San Francisco Supervisor David Campos, who spearheaded the plan to use employer health care contributions to subsidize residents seeking Covered California plans, said he’s a great supporter of the Affordable Care Act. But he said it’s a problem that the insurance subsidies are the same regardless of where you live.
After the Covered California insurance exchange launched in January, and Medi-Cal expanded to allow adults without children to sign up, membership in Healthy San Francisco and a similar pre-Medi-Cal program decreased 51 percent. Many of the roughly 32,000 members who left enrolled in Medi-Cal or Covered California.
There are still almost 3,200 people enrolled in Healthy San Francisco who likely qualify for Covered California, said Colleen Chawla, deputy director of health for the San Francisco Department of Public Health.
Thousands face federal fines
On Oct. 7 the San Francisco Health Commission approved an extension through Dec. 31, 2015 for people who qualify for Covered California but who want to stay with Healthy San Francisco for another year. But those who choose to stay will be charged the federal penalty for not having health insurance. In 2015 that penalty is 2 percent of household income or $325 per person.
For some residents staying with Healthy San Francisco will be worth the penalty and will potentially be cheaper than getting coverage under Covered California.

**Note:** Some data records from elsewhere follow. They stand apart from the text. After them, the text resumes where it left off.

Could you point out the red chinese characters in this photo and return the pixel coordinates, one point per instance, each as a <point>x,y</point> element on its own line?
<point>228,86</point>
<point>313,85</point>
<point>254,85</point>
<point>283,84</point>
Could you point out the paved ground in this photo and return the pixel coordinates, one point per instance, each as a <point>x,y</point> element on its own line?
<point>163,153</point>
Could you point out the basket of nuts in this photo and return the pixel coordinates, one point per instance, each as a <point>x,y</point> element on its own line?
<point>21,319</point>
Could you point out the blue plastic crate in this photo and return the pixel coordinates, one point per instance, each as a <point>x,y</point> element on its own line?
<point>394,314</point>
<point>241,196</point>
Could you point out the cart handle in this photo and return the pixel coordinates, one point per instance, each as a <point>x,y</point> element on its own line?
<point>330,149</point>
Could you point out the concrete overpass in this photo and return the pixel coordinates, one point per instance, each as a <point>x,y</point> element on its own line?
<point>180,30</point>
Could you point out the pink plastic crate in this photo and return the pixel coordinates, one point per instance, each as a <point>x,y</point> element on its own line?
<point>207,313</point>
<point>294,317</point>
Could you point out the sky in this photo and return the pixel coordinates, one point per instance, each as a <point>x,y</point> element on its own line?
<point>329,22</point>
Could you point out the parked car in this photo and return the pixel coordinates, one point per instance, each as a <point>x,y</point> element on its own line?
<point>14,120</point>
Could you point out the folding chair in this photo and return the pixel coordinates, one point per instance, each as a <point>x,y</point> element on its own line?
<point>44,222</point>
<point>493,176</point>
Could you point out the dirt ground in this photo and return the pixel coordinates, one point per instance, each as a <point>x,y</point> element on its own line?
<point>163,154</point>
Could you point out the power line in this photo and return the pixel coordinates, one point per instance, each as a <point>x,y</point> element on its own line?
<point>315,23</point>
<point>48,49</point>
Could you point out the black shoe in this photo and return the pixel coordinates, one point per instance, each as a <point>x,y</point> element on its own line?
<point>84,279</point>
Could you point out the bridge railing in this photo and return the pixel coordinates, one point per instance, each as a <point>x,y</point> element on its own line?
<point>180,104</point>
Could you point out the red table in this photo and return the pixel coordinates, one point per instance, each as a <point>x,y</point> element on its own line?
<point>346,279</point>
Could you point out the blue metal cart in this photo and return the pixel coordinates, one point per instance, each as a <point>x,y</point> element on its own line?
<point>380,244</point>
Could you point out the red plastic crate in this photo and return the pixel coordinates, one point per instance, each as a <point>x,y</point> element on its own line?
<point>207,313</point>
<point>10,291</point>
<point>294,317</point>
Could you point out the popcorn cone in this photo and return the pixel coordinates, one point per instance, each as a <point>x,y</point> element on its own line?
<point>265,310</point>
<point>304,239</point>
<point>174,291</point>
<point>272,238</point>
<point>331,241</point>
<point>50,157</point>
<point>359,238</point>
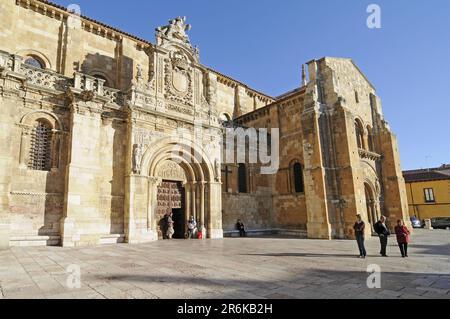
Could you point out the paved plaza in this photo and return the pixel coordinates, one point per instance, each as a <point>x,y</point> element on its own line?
<point>230,268</point>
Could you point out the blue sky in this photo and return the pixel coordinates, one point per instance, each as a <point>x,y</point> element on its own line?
<point>264,42</point>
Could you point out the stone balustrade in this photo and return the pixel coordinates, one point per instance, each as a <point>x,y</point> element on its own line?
<point>369,155</point>
<point>53,81</point>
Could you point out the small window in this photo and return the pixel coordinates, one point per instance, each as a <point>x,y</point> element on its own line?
<point>429,195</point>
<point>101,77</point>
<point>242,179</point>
<point>298,178</point>
<point>359,135</point>
<point>40,148</point>
<point>34,62</point>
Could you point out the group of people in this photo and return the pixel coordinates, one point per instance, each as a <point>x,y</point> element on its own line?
<point>401,231</point>
<point>168,230</point>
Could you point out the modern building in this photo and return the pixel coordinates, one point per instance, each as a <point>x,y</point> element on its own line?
<point>428,192</point>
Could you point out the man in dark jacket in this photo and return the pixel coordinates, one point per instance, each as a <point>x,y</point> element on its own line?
<point>241,228</point>
<point>383,233</point>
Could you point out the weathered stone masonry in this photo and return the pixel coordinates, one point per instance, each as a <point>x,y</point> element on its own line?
<point>89,117</point>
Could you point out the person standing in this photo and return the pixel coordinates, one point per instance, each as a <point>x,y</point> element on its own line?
<point>170,229</point>
<point>192,227</point>
<point>383,233</point>
<point>403,237</point>
<point>241,228</point>
<point>359,228</point>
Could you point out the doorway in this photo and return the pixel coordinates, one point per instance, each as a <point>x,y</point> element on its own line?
<point>171,200</point>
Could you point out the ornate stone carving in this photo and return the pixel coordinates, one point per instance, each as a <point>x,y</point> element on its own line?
<point>137,157</point>
<point>170,170</point>
<point>176,32</point>
<point>178,79</point>
<point>146,137</point>
<point>44,78</point>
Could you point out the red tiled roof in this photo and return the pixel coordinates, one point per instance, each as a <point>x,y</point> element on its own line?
<point>424,175</point>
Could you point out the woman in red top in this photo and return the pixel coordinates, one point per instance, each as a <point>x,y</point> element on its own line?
<point>403,234</point>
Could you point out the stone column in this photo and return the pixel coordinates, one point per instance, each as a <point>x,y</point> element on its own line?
<point>194,200</point>
<point>152,204</point>
<point>24,146</point>
<point>187,204</point>
<point>214,210</point>
<point>201,187</point>
<point>56,147</point>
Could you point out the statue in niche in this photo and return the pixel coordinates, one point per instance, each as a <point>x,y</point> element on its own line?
<point>137,156</point>
<point>176,30</point>
<point>217,169</point>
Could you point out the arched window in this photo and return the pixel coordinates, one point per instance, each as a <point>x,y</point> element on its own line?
<point>242,179</point>
<point>41,147</point>
<point>297,174</point>
<point>359,134</point>
<point>224,118</point>
<point>34,61</point>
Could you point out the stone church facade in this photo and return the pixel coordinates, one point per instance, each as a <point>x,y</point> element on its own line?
<point>99,139</point>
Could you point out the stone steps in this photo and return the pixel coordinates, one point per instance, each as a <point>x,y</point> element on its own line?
<point>299,233</point>
<point>33,240</point>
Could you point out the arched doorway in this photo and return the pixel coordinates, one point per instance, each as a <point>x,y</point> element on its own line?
<point>171,198</point>
<point>182,180</point>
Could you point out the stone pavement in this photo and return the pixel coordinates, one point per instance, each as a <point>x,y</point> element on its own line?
<point>230,268</point>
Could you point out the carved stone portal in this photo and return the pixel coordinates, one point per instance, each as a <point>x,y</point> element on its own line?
<point>169,170</point>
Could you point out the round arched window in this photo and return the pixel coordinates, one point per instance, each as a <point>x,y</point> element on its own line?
<point>101,77</point>
<point>34,62</point>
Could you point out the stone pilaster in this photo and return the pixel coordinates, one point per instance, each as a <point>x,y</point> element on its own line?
<point>82,223</point>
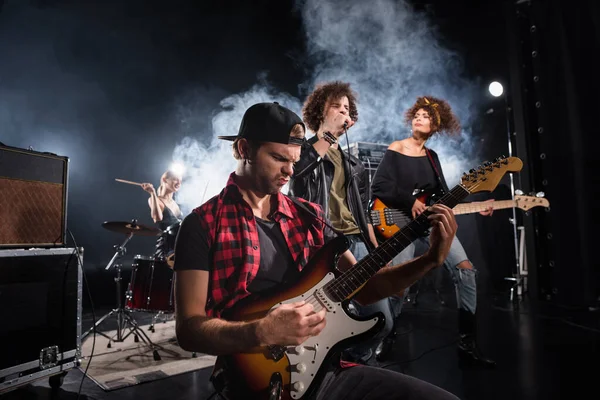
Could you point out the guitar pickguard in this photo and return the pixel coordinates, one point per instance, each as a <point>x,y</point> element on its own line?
<point>306,359</point>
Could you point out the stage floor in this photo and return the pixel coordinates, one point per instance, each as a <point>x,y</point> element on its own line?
<point>542,353</point>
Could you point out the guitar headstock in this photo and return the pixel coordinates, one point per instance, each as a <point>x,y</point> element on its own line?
<point>527,202</point>
<point>487,176</point>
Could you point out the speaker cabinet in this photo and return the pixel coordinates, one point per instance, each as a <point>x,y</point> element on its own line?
<point>33,198</point>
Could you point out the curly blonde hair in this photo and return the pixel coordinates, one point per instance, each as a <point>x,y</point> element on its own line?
<point>440,112</point>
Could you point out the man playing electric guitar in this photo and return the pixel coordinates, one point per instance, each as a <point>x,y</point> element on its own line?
<point>407,165</point>
<point>252,239</point>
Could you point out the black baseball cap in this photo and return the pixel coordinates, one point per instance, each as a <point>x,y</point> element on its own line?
<point>268,122</point>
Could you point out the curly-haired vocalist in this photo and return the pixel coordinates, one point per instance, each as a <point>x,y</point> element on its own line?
<point>339,183</point>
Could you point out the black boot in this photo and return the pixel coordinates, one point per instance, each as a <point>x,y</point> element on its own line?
<point>384,348</point>
<point>468,352</point>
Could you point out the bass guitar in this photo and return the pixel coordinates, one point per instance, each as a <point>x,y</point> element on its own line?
<point>294,372</point>
<point>387,221</point>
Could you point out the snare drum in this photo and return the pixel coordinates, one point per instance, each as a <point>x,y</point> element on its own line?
<point>151,286</point>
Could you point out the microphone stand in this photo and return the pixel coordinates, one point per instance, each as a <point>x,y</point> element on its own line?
<point>123,315</point>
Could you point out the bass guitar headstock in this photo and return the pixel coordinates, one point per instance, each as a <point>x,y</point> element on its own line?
<point>486,177</point>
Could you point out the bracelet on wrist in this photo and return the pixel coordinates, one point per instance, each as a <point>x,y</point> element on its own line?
<point>329,138</point>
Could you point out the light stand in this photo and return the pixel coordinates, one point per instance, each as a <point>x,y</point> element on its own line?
<point>517,277</point>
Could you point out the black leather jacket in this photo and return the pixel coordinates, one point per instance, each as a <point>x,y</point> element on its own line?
<point>312,180</point>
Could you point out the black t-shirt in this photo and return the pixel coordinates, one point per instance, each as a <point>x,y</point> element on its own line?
<point>276,264</point>
<point>398,175</point>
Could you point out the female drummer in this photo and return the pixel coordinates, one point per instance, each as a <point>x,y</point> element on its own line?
<point>165,212</point>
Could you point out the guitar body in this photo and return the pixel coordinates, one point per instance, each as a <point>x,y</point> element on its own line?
<point>387,221</point>
<point>299,370</point>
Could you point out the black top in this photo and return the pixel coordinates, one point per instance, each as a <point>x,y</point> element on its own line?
<point>169,225</point>
<point>276,265</point>
<point>168,218</point>
<point>398,175</point>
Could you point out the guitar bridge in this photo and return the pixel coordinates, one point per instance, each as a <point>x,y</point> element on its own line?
<point>275,386</point>
<point>276,352</point>
<point>324,300</point>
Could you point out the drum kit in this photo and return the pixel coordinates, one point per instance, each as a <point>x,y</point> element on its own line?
<point>150,289</point>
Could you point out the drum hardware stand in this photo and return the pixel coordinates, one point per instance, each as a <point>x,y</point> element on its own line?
<point>123,316</point>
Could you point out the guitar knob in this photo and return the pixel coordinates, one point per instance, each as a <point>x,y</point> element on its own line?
<point>298,386</point>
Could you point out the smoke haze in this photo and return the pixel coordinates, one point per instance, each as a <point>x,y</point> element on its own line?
<point>388,52</point>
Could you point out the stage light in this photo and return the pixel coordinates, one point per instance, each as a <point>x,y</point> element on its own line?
<point>177,168</point>
<point>496,89</point>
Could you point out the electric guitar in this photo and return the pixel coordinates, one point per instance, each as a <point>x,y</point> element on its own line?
<point>387,221</point>
<point>293,372</point>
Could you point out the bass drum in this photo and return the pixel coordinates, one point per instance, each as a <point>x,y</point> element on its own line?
<point>151,286</point>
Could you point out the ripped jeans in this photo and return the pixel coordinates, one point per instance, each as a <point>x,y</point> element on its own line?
<point>464,279</point>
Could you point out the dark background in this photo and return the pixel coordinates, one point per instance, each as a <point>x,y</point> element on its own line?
<point>117,85</point>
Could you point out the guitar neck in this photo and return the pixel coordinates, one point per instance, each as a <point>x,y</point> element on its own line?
<point>468,208</point>
<point>351,280</point>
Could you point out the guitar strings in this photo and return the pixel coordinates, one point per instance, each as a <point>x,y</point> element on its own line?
<point>339,283</point>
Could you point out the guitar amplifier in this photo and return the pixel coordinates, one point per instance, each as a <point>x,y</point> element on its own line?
<point>40,307</point>
<point>33,198</point>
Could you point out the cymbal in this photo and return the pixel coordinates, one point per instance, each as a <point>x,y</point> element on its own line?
<point>130,227</point>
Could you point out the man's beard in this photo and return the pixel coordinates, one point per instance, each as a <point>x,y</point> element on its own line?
<point>266,186</point>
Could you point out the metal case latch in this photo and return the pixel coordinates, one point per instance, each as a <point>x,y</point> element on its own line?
<point>49,357</point>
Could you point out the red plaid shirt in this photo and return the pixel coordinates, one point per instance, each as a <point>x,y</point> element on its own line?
<point>234,247</point>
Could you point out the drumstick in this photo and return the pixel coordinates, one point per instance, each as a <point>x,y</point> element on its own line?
<point>129,182</point>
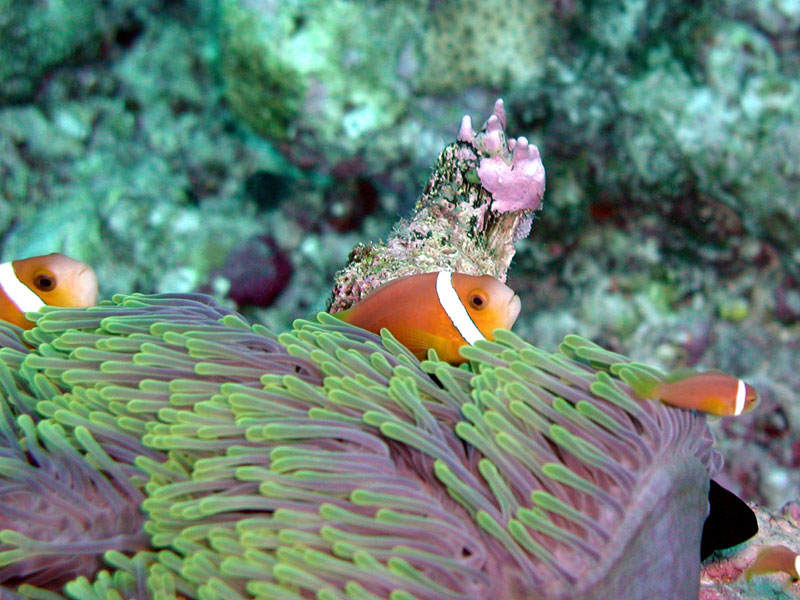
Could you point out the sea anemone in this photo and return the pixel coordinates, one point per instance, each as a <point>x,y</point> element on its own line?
<point>326,462</point>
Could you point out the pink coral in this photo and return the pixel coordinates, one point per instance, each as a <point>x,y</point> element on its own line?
<point>516,186</point>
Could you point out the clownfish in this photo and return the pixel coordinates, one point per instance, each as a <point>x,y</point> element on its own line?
<point>28,284</point>
<point>713,392</point>
<point>443,311</point>
<point>773,559</point>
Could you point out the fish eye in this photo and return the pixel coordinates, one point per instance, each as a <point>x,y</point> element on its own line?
<point>477,300</point>
<point>44,282</point>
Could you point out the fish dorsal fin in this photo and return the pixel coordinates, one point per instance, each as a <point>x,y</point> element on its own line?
<point>454,308</point>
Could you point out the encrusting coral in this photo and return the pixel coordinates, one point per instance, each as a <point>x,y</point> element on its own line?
<point>478,202</point>
<point>326,462</point>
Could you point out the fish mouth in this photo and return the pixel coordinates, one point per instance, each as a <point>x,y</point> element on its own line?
<point>514,306</point>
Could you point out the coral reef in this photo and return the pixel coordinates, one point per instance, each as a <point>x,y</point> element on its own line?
<point>38,36</point>
<point>326,461</point>
<point>313,73</point>
<point>479,200</point>
<point>498,45</point>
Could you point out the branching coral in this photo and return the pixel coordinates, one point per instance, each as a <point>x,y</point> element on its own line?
<point>329,463</point>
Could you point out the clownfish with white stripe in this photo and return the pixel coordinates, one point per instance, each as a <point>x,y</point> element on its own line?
<point>443,311</point>
<point>26,285</point>
<point>713,392</point>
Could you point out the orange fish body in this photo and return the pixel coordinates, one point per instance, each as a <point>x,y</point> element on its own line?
<point>443,311</point>
<point>774,559</point>
<point>53,279</point>
<point>712,392</point>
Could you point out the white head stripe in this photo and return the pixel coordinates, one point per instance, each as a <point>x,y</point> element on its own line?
<point>741,393</point>
<point>454,308</point>
<point>19,293</point>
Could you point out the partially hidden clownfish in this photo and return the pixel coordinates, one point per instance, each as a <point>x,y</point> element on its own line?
<point>712,392</point>
<point>440,310</point>
<point>26,285</point>
<point>772,559</point>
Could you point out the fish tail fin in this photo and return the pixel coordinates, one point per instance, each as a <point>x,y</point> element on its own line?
<point>341,315</point>
<point>643,380</point>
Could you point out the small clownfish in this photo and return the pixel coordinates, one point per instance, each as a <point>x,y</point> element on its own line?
<point>28,284</point>
<point>443,311</point>
<point>713,392</point>
<point>773,559</point>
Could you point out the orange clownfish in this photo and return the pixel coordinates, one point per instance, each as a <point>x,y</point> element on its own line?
<point>772,559</point>
<point>713,392</point>
<point>28,284</point>
<point>443,311</point>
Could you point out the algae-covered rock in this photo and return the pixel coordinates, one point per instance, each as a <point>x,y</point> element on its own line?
<point>501,45</point>
<point>38,35</point>
<point>317,70</point>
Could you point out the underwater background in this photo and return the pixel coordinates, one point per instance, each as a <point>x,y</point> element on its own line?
<point>243,147</point>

If an individual earns $30,000 annually, less than 300 percent of the federal poverty level, the Healthy San Francisco premium would be $50 per month with primary-care co-pays of $10. Meanwhile, a Silver plan under Covered California would have a premium between $169 and $227 monthly and primary-care co-pays would be $45 each.
“We’re definitely seeing people who are eligible [for Covered California] and signed up and then saw the premiums and didn’t follow up,” said Dawn Harbatkin, medical director at Lyon-Martin Health Services in San Francisco, a nonprofit community clinic serving women and transgender people.
Almost all of the clinic’s clients earn below 200 percent of the federal poverty level, Harbatkin said. About 400 of the clinic’s 2,000 patients were eligible for Covered California but only about 100 actually enrolled, she said. And it remains to be seen if they will be able to continue to afford it, she added.
Campos reckons San Francisco won’t be the only city with a high cost of living to consider lending its residents a hand.
Alameda County comes the closest to what San Francisco is doing, said Anthony Wright, executive director of Health Access, a health care consumer advocacy coalition. In June residents voted to renew a .5 percent sales tax to improve healthcare for indigent, low-income and uninsured adults. It generates about $100 million annually.
“From a safety net point of view, is it better to have someone show up uninsured in an emergency room or provide some help so people can get some coverage?” Wright asked.